A vedação ao registro de loteamento em razão de ação penal do loteador
O registro imobiliário de loteamentos prescinde a regularidade das certidões jurídicas. Porém, parece-nos excessiva e ultrapassada a vedação de registro em caso de alguns apontamentos criminais.
quarta-feira, 19 de novembro de 2025
Atualizado às 14:48
Todo operador do direito que lida com parcerias imobiliárias e registro de loteamentos, seja em auditoria prévia ou reunindo a documentação para o efetivo registro teme que contra o loteador ou qualquer outro que deteve direitos reais relacionados ao imóvel nos últimos dez anos, apresente contra si ou administradores e sócios, em caso de pessoa jurídica, a existência de ação criminal contra o patrimônio ou administração pública.
O receio tem lastro claro e objetivo, pois o §2º do art. 18º da lei de parcelamento do solo (lei. 6.766/1979) é taxativo no sentido de vedar o registro de parcelamento do solo caso tramite, contra o loteador, ação criminal de referida natureza.
Contudo, apesar da vedação legal, que como dito é objetiva, cabe a nós operadores do mercado imobiliário questionarmos se tal disposição se justifica até os dias atuais, especialmente pelo fato de a legislação de parcelamento do solo (1979), apesar de pequenas reformas, ser pretérita à Constituição (1988), CC (2002) e até mesmo parte geral do CP (reforma de 1984).
Ressalta-se que a restrição aqui tratada se demonstra demasiadamente severa, uma vez que basta a simples existência de ação criminal, ou seja, desde uma ação recém distribuída ou aquela improcedente em outras instâncias, mas pendentes de recurso produzem o mesmo efeito, qual seja: a impossibilidade do registro do loteamento.
De início, notamos um forte flerte com a presunção de inocência do loteador (art. 5º, LVII da Constituição).

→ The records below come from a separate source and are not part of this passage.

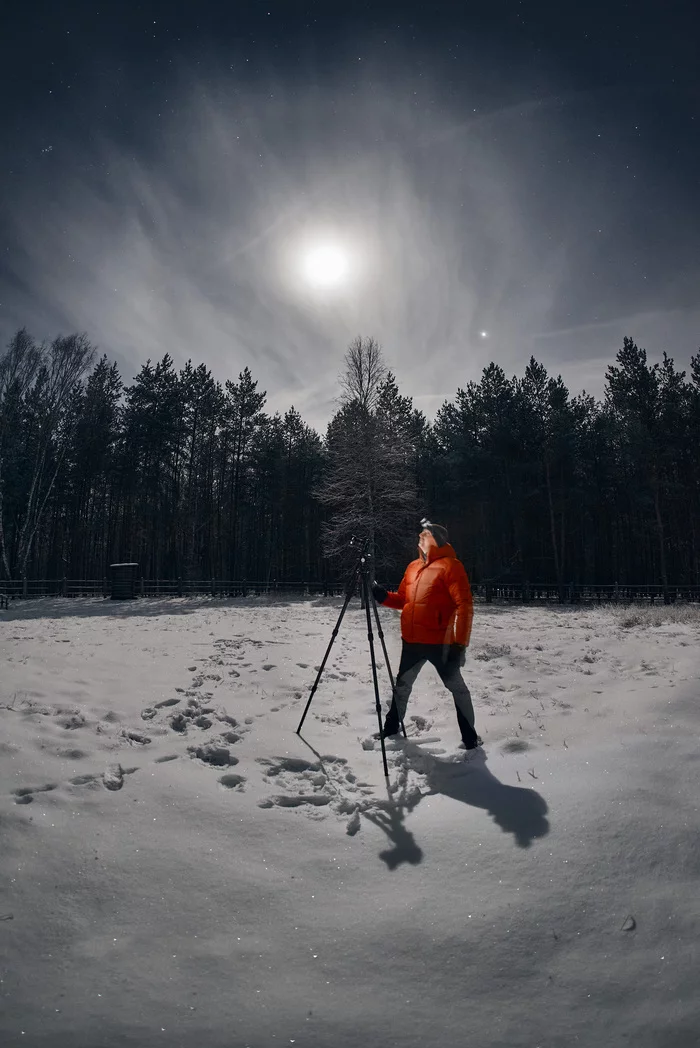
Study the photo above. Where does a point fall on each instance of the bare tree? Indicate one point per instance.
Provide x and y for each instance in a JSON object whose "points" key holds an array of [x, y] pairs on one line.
{"points": [[364, 373], [61, 366], [18, 371], [369, 484]]}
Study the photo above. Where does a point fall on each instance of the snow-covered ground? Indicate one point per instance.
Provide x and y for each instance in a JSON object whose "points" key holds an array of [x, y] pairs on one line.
{"points": [[179, 868]]}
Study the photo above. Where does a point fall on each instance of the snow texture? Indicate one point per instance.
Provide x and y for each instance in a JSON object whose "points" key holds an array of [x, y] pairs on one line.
{"points": [[178, 867]]}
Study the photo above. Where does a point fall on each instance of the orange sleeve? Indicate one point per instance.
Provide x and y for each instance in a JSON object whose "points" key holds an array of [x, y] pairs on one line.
{"points": [[460, 591], [396, 599]]}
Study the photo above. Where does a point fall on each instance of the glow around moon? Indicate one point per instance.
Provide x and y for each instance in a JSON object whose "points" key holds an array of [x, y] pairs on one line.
{"points": [[326, 265]]}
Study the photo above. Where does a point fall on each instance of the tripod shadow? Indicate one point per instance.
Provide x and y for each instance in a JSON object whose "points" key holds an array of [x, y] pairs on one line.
{"points": [[391, 819], [518, 810]]}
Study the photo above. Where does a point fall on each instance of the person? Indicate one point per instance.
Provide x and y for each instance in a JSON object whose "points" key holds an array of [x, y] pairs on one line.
{"points": [[436, 606]]}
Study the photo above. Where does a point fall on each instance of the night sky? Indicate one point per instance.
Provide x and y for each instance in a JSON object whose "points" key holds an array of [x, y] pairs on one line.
{"points": [[497, 180]]}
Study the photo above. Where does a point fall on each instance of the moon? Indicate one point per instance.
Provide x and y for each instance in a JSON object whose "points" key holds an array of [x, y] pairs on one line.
{"points": [[326, 265]]}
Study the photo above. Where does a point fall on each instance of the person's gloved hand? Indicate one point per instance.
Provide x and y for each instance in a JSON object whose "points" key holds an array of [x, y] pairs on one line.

Por óbvio, alguns afirmarão que são matérias de natureza distinta e que a presunção é mantida, contudo, a presunção de inocência deveria ser plena, ou seja, não impor limitações de liberdade, na esfera criminal, tampouco na esfera cível, o que não é encontrado se você limita o uso da propriedade pelo proprietário.
Além disso, tal limitação não se restringe ao loteador, mas se estende à gleba, uma vez que as restrições do loteador serão observadas por longos dez anos, independente da condição ou aquisição por terceiros.
Por mais que existam inúmeros precedentes da Corregedoria Geral de Justiça do Estado de São Paulo e até mesmo do Conselho Superior da Magistratura mantendo tal entendimento de vedação ao registro, parece-nos mais adequada as decisões que ponderam apenas o caráter econômico dos passivos do loteador, sejam eles criminais, cíveis ou trabalhistas, observando o quanto referidos passivos poderiam comprometer a entrega do lote adquirente1 2, pretensão esta plenamente legítima.
Apesar de moralmente ser mais passível de repreensão uma conduta que legitime uma demanda criminal, não podemos afastar o caráter econômico relacionado, pois ilícitos penais sempre são ilícitos cíveis, logo passíveis de precificação.
O cenário atual, também amplamente documentado na jurisprudência extrajudicial, demonstra uma tolerância com loteadores altamente endividados, com diversas ações judiciais e protestos, os quais possuem deferimento para registro do loteamento, com indicativo de suposta idoneidade financeira, também abordada no mesmo art. 18, §2º da lei 6.766/1979.
Assim, por todo esforço histórico, seja pela colidência da legislação específica com o cenário jurídico atual pautado pelo neoconstitucionalismo, restrições que uma ação em trâmite impõe ao loteador, impondo de fato limitações patrimoniais que extrapolam o razoável, uma vez que dívidas cíveis por vezes complexas encontram êxito no registro do loteamento, parece-nos adequado a revisão da jurisprudência, no sentido de limitação ao passivo jurídico que tramita em face do loteador, pouco importando a natureza.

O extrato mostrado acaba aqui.